Social media mining


Social media mining is the process of obtaining big data from user-generated content on social media sites and mobile apps in order to extract patterns, form conclusions about users, and act upon the information, often for the purpose of advertising to users or conducting research. The term is an analogy to the resource extraction process of mining for rare minerals. Resource extraction mining requires mining companies to sift through vast quantities of raw ore to find the precious minerals; likewise, social media mining requires human data analysts and automated software programs to sift through massive amounts of raw social media data in order to discern patterns and trends relating to social media usage, online behaviours, sharing of content, connections between individuals, online buying behaviour, and more. These patterns and trends are of interest to companies, governments and not-for-profit organizations, as these organizations can use these patterns and trends to design their strategies or introduce new programs, new products, processes or services.
Social media mining uses a range of basic concepts from computer science, data mining, machine learning and statistics. Social media miners develop algorithms suitable for investigating massive files of social media data. Social media mining is based on theories and methodologies from social network analysis, network science, sociology, ethnography, optimization and mathematics. It encompasses the tools to formally represent, measure and model meaningful patterns from large-scale social media data. In the 2010s, major corporations, governments and not-for-profit organizations engaged in social media mining to obtain data about customers, clients and citizens.

Background

As defined by Kaplan and Haenlein, social media is the "group of internet-based applications that build on the ideological and technological foundations of Web 2.0, and that allow the creation and exchange of user-generated content." There are many categories of social media including, but not limited to, social networking, microblogging, photo sharing, news aggregation, video sharing, livecasting, virtual worlds, social gaming, social search, and instant messaging.
The first social media website was introduced by GeoCities in 1994. It enabled users to create their own homepages without having a sophisticated knowledge of HTML coding. The first social networking site, SixDegrees.com, was introduced in 1997. Since then, many other social media sites have been introduced, each providing service to millions of people. These individuals form a virtual world in which individuals, entities and interactions coexist. Social norms and human behavior govern this virtual world. By understanding these social norms and models of human behavior and combining them with the observations and measurements of this virtual world, one can systematically analyze and mine social media. Social media mining is the process of representing, analyzing, and extracting meaningful patterns from data in social media, resulting from social interactions.
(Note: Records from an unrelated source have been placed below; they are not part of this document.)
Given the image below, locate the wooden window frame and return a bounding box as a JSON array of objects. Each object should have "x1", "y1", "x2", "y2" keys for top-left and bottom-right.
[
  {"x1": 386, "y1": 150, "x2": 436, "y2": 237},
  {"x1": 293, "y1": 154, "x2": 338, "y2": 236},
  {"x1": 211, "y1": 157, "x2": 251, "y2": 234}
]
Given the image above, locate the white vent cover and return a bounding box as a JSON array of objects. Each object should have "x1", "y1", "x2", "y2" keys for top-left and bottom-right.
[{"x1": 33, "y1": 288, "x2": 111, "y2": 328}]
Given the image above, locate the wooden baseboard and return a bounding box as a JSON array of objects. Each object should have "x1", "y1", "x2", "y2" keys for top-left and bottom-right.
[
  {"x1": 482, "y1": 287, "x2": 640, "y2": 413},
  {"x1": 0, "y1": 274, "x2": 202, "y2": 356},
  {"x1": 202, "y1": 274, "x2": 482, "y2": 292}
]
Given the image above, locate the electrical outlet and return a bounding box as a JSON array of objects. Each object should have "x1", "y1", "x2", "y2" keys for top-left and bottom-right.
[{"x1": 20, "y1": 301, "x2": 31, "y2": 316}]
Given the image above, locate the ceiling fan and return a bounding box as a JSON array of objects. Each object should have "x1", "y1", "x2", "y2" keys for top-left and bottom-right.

It is an interdisciplinary field encompassing techniques from computer science, data mining, machine learning, social network analysis, network science, sociology, ethnography, statistics, optimization, and mathematics. Social media mining faces grand challenges such as the big data paradox, obtaining sufficient samples, the noise removal fallacy, and evaluation dilemma.
Social media mining represents the virtual world of social media in a computable way, measures it, and designs models that can help us understand its interactions. In addition, social media mining provides necessary tools to mine this world for interesting patterns, analyze information diffusion, study influence and homophily, provide effective recommendations, and analyze novel social behavior in social media.

Uses

Social media mining is used across several industries including business development, social science research, health services, and educational purposes. Once the data received goes through social media analytics, it can then be applied to these various fields. Often, companies use the patterns of connectivity that pervade social networks, such as assortativity—the social similarity between users that are induced by influence, homophily, and reciprocity and transitivity. These forces are then measured via statistical analysis of the nodes and connections between these nodes. Social analytics also uses sentiment analysis, because social media users often relay positive or negative sentiment in their posts. This provides important social information about users' emotions on specific topics.
These three patterns have several uses beyond pure analysis. For example, influence can be used to determine the most influential user in a particular network. Companies would be interested in this information in order to decide who they may hire for influencer marketing. These influencers are determined by recognition, activity generation, and novelty—three requirements that can be measured through the data mined from these sites. Analysts also value measures of homophily: the tendency of two similar individuals to become friends. Users have begun to rely on information of other users' opinions in order to understand diverse subject matter. These analyses can also help create recommendations for individuals in a tailored capacity. By measuring influence and homophily, online and offline companies are able to suggest specific products for individuals consumers, and groups of consumers. Social media networks can use this information themselves to suggest to their users possible friends to add, pages to follow, and accounts to interact with.

Research

Research areas

Social media mining research articles are published in computer science, social science, and data mining conferences and journals:

Conferences

Conference papers can be found in proceedings of Knowledge
Discovery and Data Mining, World Wide Web, Association
for Computational Linguistics, Conference on Information
and Knowledge Management, International Conference on Data
Mining, Internet Measuring Conference.
Social media mining is also present on many data management/database conferences such as the ICDE Conference, SIGMOD Conference and International Conference on Very Large Data Bases.